Shares in the world's largest retailer fell Tuesday after it reported a seventh straight quarterly decline in comparable-store sales at its key U.S. locations. The good news: Business is much healthier at its international stores, which posted a 12% sales increase last fiscal year. Unfortunately, 73% of total segment operating profit still comes from U.S. Wal-Mart stores, making a domestic turnaround critical.
Have investors punished the company enough? The stock is down slightly since the start of 2009, while the S&P 500 has gained more than 50%. Wal-Mart trades at 12 times the midpoint of the company's earnings projections for the year through January 2012, near a record low.

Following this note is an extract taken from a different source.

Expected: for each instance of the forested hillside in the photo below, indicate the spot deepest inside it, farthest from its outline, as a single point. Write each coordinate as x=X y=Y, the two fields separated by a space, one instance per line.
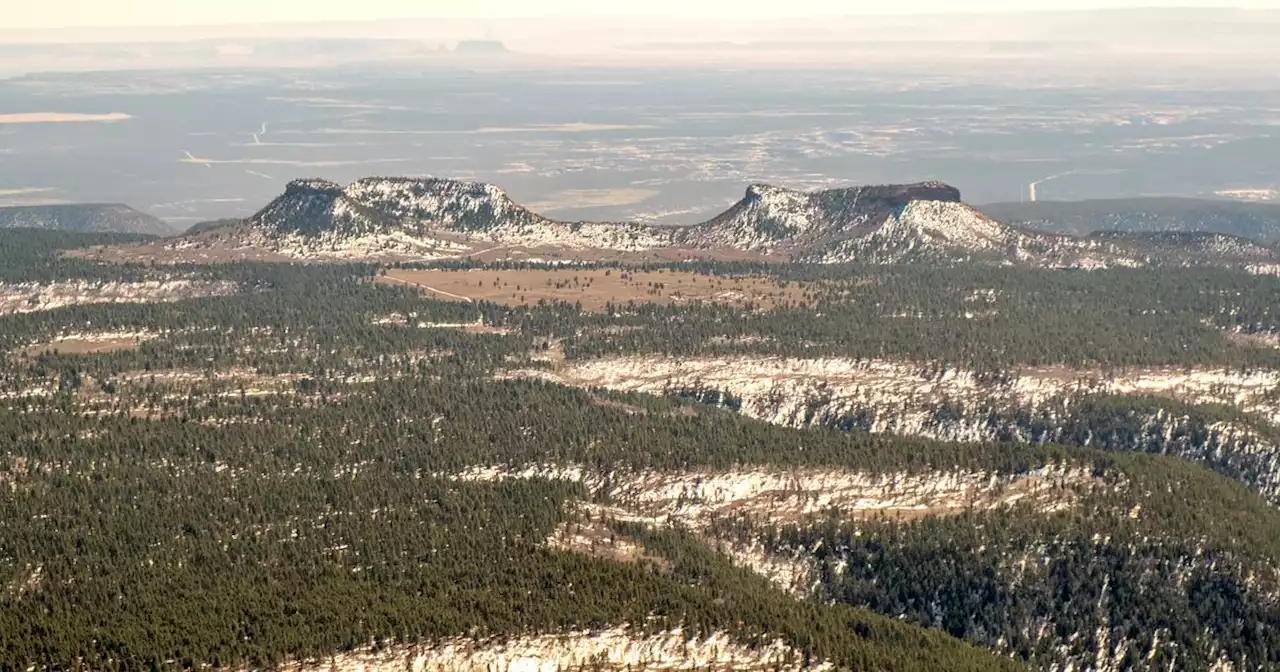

But Wal-Mart still looks like a value trap. First, its core customers have less income than the average shopper at rival Target and probably have benefited less from the economic recovery. Government transfers, such as food stamps, already are at historically high levels, and there is no clear sign the government is ready to ramp them up further. That leaves Wal-Mart highly dependent on job creation before its cash-strapped shoppers spend more freely.

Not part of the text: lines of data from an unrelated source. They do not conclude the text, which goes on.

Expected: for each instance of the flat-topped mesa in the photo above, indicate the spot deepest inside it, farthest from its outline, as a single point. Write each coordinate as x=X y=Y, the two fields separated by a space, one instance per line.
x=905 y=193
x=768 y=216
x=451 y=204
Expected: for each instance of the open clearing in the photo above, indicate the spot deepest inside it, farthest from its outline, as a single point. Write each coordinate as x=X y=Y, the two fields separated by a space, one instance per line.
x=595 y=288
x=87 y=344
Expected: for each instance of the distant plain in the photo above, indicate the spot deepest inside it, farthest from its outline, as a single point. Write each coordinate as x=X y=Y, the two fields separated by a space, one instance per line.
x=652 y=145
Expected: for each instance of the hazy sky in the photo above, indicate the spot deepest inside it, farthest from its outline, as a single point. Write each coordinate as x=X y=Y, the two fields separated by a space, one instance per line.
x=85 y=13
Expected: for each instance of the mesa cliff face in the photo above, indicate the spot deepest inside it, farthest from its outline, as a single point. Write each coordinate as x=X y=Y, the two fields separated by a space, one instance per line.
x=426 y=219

In the meantime, loose monetary policy likely has helped spark inflation in categories like food and oil, squeezing household budgets further. Expensive gasoline also could deter customers from driving to the nearest Wal-Mart and instead opt for neighborhood shopping centers.
Just as concerning are signs that Wal-Mart is losing business to rivals of different shapes and sizes. Customer traffic at U.S. stores has declined for five straight quarters. Meanwhile, sales have surged at discounters like Dollar Tree and Family Dollar Stores. A recent study by Wells Fargo showed that those chains often charge less than Wal-Mart, though they carry a much smaller selection of items.
Online competition also has become fiercer, especially in categories like electronics. Monday,Best Buy said it planned to slow expansion of its classic big-box stores over the next two years, instead adding small-format stores that sell smartphones. That's likely a response to rising sales at online retailers like Amazon.com that easily can undercut brick-and-mortar stores on price. Wal-Mart also plans to open more small stores, but those locations will take time to open and will struggle to have a meaningful impact on sales.
Wal-Mart has had plenty of time to address its sales slump. Tuesday, it announced a plan that included a re-emphasis on everyday low prices. While that should recover some lost sales at the margin, the stock is unlikely to respond without higher job creation among its core shoppers. That could mean a long wait for investors.